Editor’s Note: This story, first published in 2005, has been updated.
At first, Nancy J. Brown, M.D., wasn’t certain whether or not she was seeing a pattern among her patients.
It was 1992, and the young clinical pharmacologist at Vanderbilt University Medical Center noticed that some of her patients seemed to have an allergic-type reaction to ACE-inhibitors, medications used to treat hypertension and reduce the risk of heart disease and kidney failure.
Not commonly, but often enough to notice, some of them were coming in with symptoms of angioedema—swelling of the lips, face, tongue and throat. Even more disconcerting, it struck her that an inordinate number of patients with side effects were African-American.
Brown decided to pursue her hunch. First, she called various drug companies, but few had readily available data on adverse reactions. Next she spoke with Marie R. Griffin, M.D., MPH, a Vanderbilt pharmacoepidemiologist, who contacted colleagues at the U.S. Food and Drug Administration to see if there had been any similar reports of adverse events.
As it turned out, a company had just submitted an application to the FDA for a new ACE-inhibitor drug, and had reported seeing higher rates of angioedema than anticipated. That company had included more African-Americans in its trials than previous studies had done.
Like sleuths, Griffin and Brown then examined the Tennessee Medicaid database, comparing rates of angioedema among both black and white patients on ACE-inhibitors with patients on calcium channel blockers, a different class of medication for reducing blood pressure.
“When we controlled for (type of medication) we found that blacks (on ACE-inhibitors) were four-and-a-half times more likely to have angioedema than whites,” says Brown, now a professor of Medicine and Pharmacology. “The other thing we noticed was that there were a number of people who’d had episodes of angioedema who’d been left on their ACE-inhibitor.”
In other words, even when patients presented with angioedema, many physicians hadn’t made the connection that the medication was the underlying cause.
Part of the reason was because angioedema, even among blacks, is a rare event. But also, while some people took only a pill or two and quickly experienced dramatic swelling of their tongue or lips, other patients had been taking the medicine for months or even years before the side effect kicked in. Still others never experienced bad reactions.
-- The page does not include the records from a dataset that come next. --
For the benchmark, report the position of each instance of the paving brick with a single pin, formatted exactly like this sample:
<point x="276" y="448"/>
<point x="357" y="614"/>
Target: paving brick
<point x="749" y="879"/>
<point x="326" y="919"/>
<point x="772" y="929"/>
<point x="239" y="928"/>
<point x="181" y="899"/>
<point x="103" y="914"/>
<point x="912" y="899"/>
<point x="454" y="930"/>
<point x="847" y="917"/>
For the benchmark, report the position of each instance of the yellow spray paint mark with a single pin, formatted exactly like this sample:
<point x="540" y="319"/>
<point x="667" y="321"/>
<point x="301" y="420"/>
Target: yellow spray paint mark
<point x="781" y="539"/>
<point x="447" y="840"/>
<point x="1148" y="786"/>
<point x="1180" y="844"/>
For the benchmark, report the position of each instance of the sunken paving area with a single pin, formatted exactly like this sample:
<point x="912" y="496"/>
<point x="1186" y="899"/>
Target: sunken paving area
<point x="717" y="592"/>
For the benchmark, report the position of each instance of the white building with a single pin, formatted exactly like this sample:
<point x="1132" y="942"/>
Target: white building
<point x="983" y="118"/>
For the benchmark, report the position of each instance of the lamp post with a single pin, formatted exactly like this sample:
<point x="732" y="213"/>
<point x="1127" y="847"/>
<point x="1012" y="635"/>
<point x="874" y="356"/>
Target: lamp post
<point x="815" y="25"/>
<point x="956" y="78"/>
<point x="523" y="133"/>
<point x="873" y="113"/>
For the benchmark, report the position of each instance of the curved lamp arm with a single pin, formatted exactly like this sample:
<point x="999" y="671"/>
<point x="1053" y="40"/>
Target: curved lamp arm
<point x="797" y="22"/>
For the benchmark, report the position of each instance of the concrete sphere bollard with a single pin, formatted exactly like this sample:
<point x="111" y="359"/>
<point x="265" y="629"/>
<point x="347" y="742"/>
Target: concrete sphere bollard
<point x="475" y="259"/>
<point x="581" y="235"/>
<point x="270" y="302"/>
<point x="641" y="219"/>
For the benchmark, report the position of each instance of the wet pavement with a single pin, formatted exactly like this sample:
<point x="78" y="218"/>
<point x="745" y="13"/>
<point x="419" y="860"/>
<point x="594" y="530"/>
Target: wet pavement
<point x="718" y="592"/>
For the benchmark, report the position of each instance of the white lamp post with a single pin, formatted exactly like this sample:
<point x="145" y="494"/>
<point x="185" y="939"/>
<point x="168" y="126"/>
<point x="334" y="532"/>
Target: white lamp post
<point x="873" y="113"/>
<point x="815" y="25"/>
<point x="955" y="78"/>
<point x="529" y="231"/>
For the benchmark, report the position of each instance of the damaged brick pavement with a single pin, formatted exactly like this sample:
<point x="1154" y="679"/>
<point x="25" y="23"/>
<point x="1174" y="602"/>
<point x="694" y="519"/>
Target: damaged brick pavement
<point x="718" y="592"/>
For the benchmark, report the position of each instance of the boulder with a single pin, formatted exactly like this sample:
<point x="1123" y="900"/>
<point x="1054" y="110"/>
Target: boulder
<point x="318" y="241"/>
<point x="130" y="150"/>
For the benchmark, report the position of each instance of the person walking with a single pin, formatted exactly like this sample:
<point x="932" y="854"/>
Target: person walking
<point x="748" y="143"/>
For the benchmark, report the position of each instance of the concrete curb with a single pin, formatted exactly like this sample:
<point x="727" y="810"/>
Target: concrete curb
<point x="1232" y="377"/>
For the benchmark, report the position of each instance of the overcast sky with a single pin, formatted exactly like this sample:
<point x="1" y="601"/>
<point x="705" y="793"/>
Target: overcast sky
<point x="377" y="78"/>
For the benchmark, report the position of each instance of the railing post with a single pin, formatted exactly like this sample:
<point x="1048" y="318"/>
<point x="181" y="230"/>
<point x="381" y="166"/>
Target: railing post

Brown, who has earned national recognition for her research on blood pressure regulation, now has a grant to try to weed out the biologic mechanisms for angioedema induced by ACE-inhibitors. One of her concerns, she says, is, “How do you study something that is still a pretty rare side effect?”
At first glance, it would seem that if a drug has gone through the rigors of discovery and development, through clinical trials and FDA approval, any adverse side effects should have already been observed and noted. After all, isn’t it the responsibility of the FDA to ensure that only safe drugs are put on the market?
The answer is yes—if only it were that easy.
Deadly elixir
Of late, scientists and regulators have been anxiously grappling with the problems posed by post-marketing surveillance of approved pharmaceuticals. What may seem like a miracle cure in controlled clinical trials, several thousand people strong, may become a totally different animal once it is released to the open market and prescribed by tens of thousands of physicians to millions of patients.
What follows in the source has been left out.